De par la valse incessante de jetons lorsqu'on s'adonne à une session de poker en ligne, il y a des soirs où ce jeu semble vouloir inventer une chorégraphie étrange, totalement improbable. Je ne parle pas ici d'une session de rêve, pas non plus d'un enfer de coups perdus, mais bel et bien d'un moment suspendu entre tension, hasard et coïncidences. Ce soir, j’ai vécu l’un de ces petits moments cocasses qui confèrent au poker tout son sel.
Trois tournois de Pot Limit Omaha (variante que je pratique avec assiduité). Disputés sur trois plateformes différentes, à savoir Winamax, Bwin et PokerStars. Et pendant près d'une demi-heure, je me suis dit que je vivais là un moment de poésie (et de sueurs froides) puisque j'ai vécu les trois bulles de ces trois tournois exactement au même moment de la soirée, alors même qu'il s'agissait de mes trois dernières tables encore actives, entre 22h40 et 23h15.

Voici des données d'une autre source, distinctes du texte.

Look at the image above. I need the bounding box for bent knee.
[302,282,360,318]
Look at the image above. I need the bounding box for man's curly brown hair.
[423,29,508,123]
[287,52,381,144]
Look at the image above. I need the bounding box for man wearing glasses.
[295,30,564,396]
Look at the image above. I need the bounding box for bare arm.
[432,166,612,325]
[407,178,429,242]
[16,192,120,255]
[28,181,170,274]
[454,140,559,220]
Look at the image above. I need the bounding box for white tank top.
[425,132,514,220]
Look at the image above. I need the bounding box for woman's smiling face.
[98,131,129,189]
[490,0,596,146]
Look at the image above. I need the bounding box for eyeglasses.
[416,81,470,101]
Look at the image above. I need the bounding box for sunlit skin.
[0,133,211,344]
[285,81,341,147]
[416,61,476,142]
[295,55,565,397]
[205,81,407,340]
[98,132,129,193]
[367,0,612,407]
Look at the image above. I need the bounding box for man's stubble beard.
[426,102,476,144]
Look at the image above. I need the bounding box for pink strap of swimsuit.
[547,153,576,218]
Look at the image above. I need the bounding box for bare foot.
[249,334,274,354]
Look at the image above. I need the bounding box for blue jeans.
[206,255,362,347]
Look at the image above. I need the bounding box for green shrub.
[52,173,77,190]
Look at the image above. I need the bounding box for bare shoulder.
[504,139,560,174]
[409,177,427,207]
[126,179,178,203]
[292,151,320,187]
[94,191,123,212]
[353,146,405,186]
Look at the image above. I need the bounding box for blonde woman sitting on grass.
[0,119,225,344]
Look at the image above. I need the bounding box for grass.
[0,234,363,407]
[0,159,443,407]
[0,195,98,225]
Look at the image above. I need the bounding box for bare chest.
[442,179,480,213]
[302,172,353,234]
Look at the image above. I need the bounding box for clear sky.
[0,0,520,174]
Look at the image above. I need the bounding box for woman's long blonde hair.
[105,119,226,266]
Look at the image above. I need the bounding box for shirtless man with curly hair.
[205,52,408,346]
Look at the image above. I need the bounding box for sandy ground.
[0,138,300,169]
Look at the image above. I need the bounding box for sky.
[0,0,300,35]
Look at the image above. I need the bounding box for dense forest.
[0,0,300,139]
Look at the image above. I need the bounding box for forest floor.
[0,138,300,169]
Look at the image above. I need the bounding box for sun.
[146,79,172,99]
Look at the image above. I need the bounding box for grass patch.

Dans les trois, je me suis retrouvé dans le ventre mou du peloton. Loin des chip leaders, mais pas non plus en train de dépérir. J'ai vécu ces trois bulles dans une situation presque douillette, engoncé dans ce bon vieux ventre mou, ce territoire instable où chaque coup peut certes vous propulser vers le top mais également vous éjecter dans l’anonymat en cas de mauvaise rencontre face à un joueur plus grassouillet que soi.
J'ai déjà révélé ici que j'avais une tendance à être plus offensif que de raison au moment des bulles de mes tournois, mais ce soir, j'étais dans une stratégie très raisonnable. J'ai donc surtout fait figure de figurant plutôt que de protagoniste principal. Mes trois bulles du soir ont vraiment mis beaucoup de temps à éclater, c'en était presque irréel de voir tous ces joueurs agonisants à tapis avec Dame Chance qui semblait prendre plaisir à les sauver à chaque fois, en dépit de tout bon sens, en semblant faire un pied de nez aux probabilités.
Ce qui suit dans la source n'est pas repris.